Don’t judge, but it was Halloween week, so we took the “Spooky Asheville Walking Tour”. We didn’t see any ghosts, but I was struck with the stories of covering up cemeteries to create streets. I’m not sure I bought that story from a real estate standpoint. I’ve been involved in many claims involving missed cemeteries!

In fact, I couldn’t decide whether the tour guide was completely making up the stories or whether some of them were based in historical fact. Apparently, a lieutenant of Al Capone was pushed out of Asheville’s Flat Iron Building, and a United Methodist Church is haunted by a nun who predicts futures. I may need to check some of this out. Call me skeptical.

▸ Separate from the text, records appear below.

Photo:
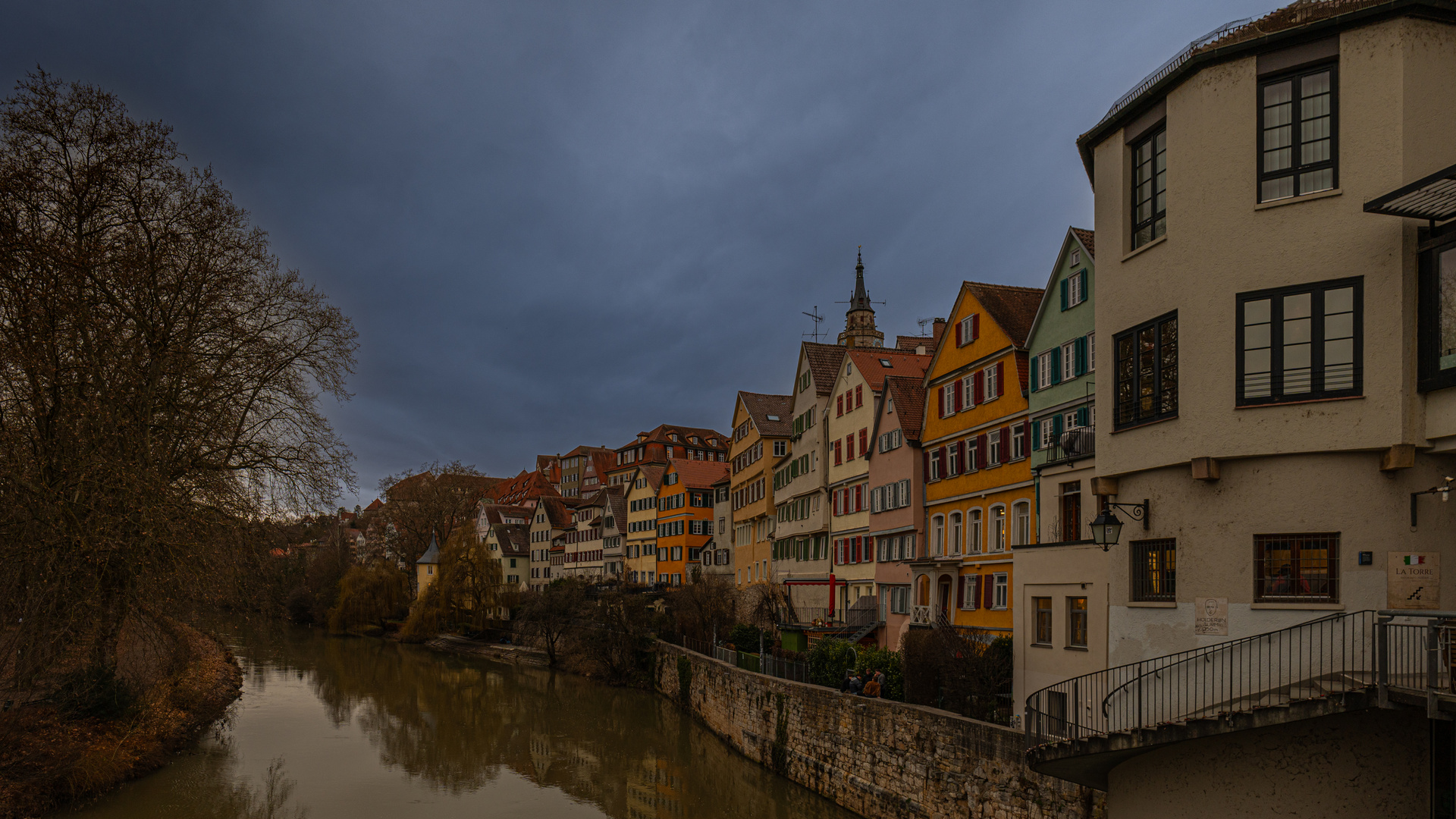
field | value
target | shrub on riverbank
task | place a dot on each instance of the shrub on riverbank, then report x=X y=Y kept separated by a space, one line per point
x=52 y=754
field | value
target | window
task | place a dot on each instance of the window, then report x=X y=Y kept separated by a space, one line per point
x=1021 y=523
x=1299 y=343
x=1041 y=620
x=1436 y=335
x=1155 y=570
x=1078 y=623
x=1150 y=188
x=1147 y=372
x=1072 y=510
x=1296 y=567
x=1298 y=134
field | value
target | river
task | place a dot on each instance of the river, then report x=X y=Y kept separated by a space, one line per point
x=362 y=729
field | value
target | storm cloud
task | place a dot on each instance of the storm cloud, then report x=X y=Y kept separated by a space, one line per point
x=563 y=223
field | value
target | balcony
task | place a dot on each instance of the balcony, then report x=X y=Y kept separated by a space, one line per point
x=1085 y=726
x=1072 y=445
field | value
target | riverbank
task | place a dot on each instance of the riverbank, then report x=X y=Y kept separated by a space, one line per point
x=880 y=758
x=50 y=760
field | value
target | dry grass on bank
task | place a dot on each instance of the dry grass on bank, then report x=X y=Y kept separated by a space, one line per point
x=49 y=758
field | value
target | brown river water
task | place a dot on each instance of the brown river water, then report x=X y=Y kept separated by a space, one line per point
x=362 y=729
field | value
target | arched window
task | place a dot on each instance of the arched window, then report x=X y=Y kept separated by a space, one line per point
x=1021 y=523
x=998 y=528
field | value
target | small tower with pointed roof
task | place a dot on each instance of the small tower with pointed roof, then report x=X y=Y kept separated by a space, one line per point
x=859 y=319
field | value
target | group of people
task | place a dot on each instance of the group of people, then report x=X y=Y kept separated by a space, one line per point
x=867 y=684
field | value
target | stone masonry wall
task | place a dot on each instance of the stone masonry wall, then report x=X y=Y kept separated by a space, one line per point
x=880 y=758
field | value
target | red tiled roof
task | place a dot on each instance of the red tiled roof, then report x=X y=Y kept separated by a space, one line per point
x=761 y=407
x=1087 y=238
x=1014 y=309
x=908 y=395
x=824 y=360
x=699 y=474
x=870 y=362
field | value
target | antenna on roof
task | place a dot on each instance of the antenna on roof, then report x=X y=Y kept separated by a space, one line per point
x=817 y=319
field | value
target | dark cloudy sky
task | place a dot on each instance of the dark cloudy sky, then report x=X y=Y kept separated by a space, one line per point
x=561 y=223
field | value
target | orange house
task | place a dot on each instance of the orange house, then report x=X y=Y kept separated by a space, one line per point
x=685 y=516
x=979 y=494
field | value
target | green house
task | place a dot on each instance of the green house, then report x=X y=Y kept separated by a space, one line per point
x=1063 y=360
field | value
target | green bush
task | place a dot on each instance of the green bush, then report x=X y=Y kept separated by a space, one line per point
x=829 y=661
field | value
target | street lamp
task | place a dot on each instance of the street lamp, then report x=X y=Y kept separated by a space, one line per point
x=1107 y=528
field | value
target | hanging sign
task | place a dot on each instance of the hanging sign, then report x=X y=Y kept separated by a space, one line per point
x=1413 y=580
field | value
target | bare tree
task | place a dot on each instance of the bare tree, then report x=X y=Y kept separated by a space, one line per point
x=159 y=378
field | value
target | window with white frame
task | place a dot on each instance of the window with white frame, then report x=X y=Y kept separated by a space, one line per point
x=1021 y=523
x=1044 y=371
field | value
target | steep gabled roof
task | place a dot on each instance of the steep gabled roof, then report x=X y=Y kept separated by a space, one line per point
x=871 y=363
x=761 y=407
x=1011 y=308
x=824 y=360
x=699 y=474
x=908 y=395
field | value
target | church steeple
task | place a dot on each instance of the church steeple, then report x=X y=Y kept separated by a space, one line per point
x=859 y=319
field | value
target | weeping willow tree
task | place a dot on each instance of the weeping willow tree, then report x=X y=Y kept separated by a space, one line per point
x=468 y=591
x=159 y=381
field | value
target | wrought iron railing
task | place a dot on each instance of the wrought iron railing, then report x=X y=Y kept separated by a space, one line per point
x=1313 y=659
x=1397 y=653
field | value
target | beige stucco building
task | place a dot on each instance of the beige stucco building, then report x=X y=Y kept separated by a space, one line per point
x=1277 y=352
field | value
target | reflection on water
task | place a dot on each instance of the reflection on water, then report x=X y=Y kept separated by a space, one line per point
x=362 y=727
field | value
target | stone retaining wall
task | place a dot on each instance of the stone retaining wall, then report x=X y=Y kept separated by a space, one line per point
x=875 y=757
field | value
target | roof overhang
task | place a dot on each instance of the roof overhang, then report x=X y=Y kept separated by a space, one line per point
x=1432 y=197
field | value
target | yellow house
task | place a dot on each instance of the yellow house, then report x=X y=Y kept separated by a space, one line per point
x=979 y=496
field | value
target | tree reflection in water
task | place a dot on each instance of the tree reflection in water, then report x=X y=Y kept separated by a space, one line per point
x=457 y=727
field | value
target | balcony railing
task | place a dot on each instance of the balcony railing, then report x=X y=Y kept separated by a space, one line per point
x=1334 y=654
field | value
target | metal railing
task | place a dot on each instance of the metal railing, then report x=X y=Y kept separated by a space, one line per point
x=1320 y=657
x=1408 y=654
x=752 y=661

At Graceland, we saw Elvis’ Trust Deed with the notation, “A Title Policy is a Vital Policy.” I couldn’t agree more, and I’m attaching a picture for your enjoyment.

At the Peabody Hotel in Memphis, we watched the ducks leave their fountain in the hotel lobby to return to their “penthouse apartment” for the evening. We watched this show twice and dubbed it the best show in town. (The “rubber ducky” drinks I was imbibing may have added to the attraction.)

At the historic Edmund Pettus Bridge in Selma, we saw a “Witness Post” advising that we shouldn’t remove a survey market. What dirt lawyer could resist taking a picture of that? It is also attached for your enjoyment.

Thanks for indulging my real estate meandering thoughts and questions. Our next trip will be with children and grandchildren to Disney World for Thanksgiving week. Be prepared!